How to Find the Right Counselor

Choosing a counselor is easier when you stop asking who sounds the most impressive and start asking who fits the problem you have.

Start with the work you need done

Before you compare counselors, name the job. Do you need help building a school list, deciding an application strategy, editing one essay, reviewing a full application, preparing for interviews, or getting steady support over time? A counselor can only be the right fit if their service matches your actual need.

On CounselorCart, start by reading the offerings rather than only the profile headline. The service format tells you a lot: hourly meetings are useful for strategy and discussion, async reviews are useful for written feedback, packages are better when you need repeated support, and document products can be useful when you want a standalone guide or resource.

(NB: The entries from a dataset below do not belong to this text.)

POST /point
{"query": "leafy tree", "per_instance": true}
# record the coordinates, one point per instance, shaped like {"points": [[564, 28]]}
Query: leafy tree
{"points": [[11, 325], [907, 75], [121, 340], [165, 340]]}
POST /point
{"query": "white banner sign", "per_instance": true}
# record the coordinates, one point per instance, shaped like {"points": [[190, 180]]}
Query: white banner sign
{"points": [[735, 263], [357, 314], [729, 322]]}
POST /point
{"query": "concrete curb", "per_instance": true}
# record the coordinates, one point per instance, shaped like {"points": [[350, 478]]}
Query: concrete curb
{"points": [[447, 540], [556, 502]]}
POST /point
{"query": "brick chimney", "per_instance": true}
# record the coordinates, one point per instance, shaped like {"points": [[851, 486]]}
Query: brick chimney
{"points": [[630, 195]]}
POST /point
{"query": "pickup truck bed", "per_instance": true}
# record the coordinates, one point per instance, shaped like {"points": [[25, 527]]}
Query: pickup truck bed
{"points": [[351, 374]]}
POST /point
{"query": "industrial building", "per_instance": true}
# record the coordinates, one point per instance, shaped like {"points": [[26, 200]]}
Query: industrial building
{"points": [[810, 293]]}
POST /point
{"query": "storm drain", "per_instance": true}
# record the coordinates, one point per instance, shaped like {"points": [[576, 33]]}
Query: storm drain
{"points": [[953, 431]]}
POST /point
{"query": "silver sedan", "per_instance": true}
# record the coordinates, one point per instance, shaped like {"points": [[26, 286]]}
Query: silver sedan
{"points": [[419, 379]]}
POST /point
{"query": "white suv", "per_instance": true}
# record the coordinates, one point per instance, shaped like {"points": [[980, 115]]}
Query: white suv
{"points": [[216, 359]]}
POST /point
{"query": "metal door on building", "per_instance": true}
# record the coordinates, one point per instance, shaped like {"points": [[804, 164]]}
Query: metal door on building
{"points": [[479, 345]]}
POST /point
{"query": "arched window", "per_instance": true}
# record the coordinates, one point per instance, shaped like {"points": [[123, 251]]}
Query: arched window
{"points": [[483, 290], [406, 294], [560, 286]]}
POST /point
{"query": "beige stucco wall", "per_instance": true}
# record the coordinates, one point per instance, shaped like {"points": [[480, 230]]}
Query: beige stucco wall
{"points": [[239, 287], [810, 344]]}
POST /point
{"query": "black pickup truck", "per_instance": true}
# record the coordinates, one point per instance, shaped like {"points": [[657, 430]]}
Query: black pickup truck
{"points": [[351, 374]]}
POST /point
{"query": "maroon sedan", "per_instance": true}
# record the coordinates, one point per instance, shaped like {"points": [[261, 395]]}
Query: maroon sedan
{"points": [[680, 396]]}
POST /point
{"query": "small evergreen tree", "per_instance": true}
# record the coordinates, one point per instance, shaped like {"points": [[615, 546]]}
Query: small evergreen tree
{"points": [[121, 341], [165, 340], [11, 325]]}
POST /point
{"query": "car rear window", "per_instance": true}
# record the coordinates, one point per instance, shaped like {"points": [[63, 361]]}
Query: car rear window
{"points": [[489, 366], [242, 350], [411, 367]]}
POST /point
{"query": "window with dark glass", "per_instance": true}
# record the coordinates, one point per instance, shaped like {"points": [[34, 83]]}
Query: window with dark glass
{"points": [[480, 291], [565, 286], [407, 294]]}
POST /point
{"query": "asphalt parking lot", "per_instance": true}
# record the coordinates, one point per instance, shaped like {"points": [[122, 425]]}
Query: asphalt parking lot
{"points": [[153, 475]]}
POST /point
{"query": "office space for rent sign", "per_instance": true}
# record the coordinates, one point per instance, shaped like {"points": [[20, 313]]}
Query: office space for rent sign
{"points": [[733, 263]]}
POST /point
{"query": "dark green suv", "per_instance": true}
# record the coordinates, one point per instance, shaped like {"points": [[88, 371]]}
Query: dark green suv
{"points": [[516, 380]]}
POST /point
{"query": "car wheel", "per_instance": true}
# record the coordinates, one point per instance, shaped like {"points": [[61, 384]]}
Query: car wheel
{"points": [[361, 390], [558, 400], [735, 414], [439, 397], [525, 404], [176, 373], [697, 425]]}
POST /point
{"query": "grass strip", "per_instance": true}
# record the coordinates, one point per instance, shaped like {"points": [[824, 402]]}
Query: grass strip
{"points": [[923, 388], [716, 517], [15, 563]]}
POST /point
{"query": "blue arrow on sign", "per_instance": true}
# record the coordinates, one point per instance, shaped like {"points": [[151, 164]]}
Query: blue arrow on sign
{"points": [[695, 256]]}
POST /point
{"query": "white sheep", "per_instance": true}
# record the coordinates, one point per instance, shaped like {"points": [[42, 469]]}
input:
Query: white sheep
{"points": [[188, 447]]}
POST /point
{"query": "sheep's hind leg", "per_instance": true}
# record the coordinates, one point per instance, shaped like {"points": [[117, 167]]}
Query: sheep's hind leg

Compare context, not just outcomes

Admissions outcomes can be helpful, but they are not the whole story. A counselor who helped one student get into a highly selective school may or may not understand your goals, background, major, timeline, or constraints.

Look for signals that the counselor understands students like you. Their specialties, background, and writing styles can all matter.

Test the waters before you overcommit

If you are unsure, message the counselor with a specific question. A good first message is short but concrete: what grade you are in, what kind of help you need, what deadlines matter, and what you are deciding between.

The way a counselor responds can tell you a lot. Are they clear? Do they understand your question? Do they explain what service fits best, or do they push you toward the biggest option immediately?

Pick the smallest useful next step

You do not always need to buy the largest package first. Sometimes a focused meeting or essay review is enough to learn whether the counselor's feedback style works for you.

If the first experience is useful, you can keep working together. If it is not the right fit, you learned that before making a bigger commitment.

We encourage you to meet with multiple counselors and find the best one for you before buying an expensive package. Once you've found counselors that fit, do not think that you need to stick to one. Oftentimes, working with multiple is the best strategy.